Some of college football’s most daunting homefield advantages come to mind pretty quickly. The Big House at the University of Michigan. Happy Valley at Penn State. Owen Field at the University of Oklahoma. Visiting any of these venues, and many others across the nation is no easy task. The sheer decibel level of fan support for these schools is enough to make opposing offenses quiver at the thought of going into a silent count.
But perhaps the most unique home-field advantage literally has to do with the playing surface itself. The Boise State Broncos play their games at Albertsons Stadium, on a blue field. According to its website, they were the first school to have a field that was not green in the country—they made the switch in 1986.
Whose idea was it to do something that no one had ever thought of before? Gene Bleymaier, who was Boise State’s athletic director in 1986, didn’t want his school to follow in the footsteps of every other program, and came up with the novel concept of a blue field.
“I was just thinking everybody knows that it’s artificial turf; there’s nobody that thinks it’s grass,” Bleymaier reasoned. “They know it’s not grass, so there’s really no reason it needs to be green. Why not do it on our school colors?” Via Coloradoan.com
Despite his confidence that this would be a great idea, Bleymaier was a little nervous about how such an idea would be received by the general public. The decision was kept under wraps until the timing was right to tell the world.

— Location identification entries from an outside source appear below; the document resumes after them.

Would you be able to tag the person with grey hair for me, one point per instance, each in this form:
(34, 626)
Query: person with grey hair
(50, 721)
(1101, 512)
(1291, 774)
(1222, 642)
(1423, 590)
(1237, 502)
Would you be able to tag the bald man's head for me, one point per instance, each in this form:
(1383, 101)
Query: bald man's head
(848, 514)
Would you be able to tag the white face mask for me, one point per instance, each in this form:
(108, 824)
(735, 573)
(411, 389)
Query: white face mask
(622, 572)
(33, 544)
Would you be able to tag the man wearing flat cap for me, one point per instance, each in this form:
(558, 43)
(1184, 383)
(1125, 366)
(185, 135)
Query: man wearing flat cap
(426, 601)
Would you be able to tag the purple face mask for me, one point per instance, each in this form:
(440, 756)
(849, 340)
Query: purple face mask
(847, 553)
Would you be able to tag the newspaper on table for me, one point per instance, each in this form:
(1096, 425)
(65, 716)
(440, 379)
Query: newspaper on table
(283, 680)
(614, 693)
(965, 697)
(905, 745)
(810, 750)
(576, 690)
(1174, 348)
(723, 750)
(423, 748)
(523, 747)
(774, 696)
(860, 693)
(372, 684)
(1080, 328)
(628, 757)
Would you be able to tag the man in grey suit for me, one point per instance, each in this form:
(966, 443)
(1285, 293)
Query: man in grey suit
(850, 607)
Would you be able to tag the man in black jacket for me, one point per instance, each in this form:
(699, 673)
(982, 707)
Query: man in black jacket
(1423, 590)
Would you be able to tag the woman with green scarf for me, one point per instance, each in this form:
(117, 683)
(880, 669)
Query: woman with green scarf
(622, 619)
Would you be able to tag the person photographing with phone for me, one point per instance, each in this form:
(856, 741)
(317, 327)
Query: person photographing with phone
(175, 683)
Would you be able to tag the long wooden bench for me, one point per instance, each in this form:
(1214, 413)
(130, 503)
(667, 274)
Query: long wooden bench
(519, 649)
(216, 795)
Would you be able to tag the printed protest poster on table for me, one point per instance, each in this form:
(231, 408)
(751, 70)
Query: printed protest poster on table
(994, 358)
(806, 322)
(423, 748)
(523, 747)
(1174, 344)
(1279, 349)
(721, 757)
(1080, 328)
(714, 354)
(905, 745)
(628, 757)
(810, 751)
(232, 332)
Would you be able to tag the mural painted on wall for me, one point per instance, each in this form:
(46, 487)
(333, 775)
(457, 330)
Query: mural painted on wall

“I knew people would think it was crazy and there’ll be a lot of critics. I wanted to call a press conference quickly and announce it and make it clear the decision had been made and there wasn’t going to be a debate,” Bleymaier revealed. Via Idahopress.com
As it turns out, Bleymaier was set to be inducted into Boise State’s Athletics Hall of Fame this month, but the ceremony was postponed, to be rescheduled for a later date. His claim to fame is a special one, and will be linked with the program for generations to come.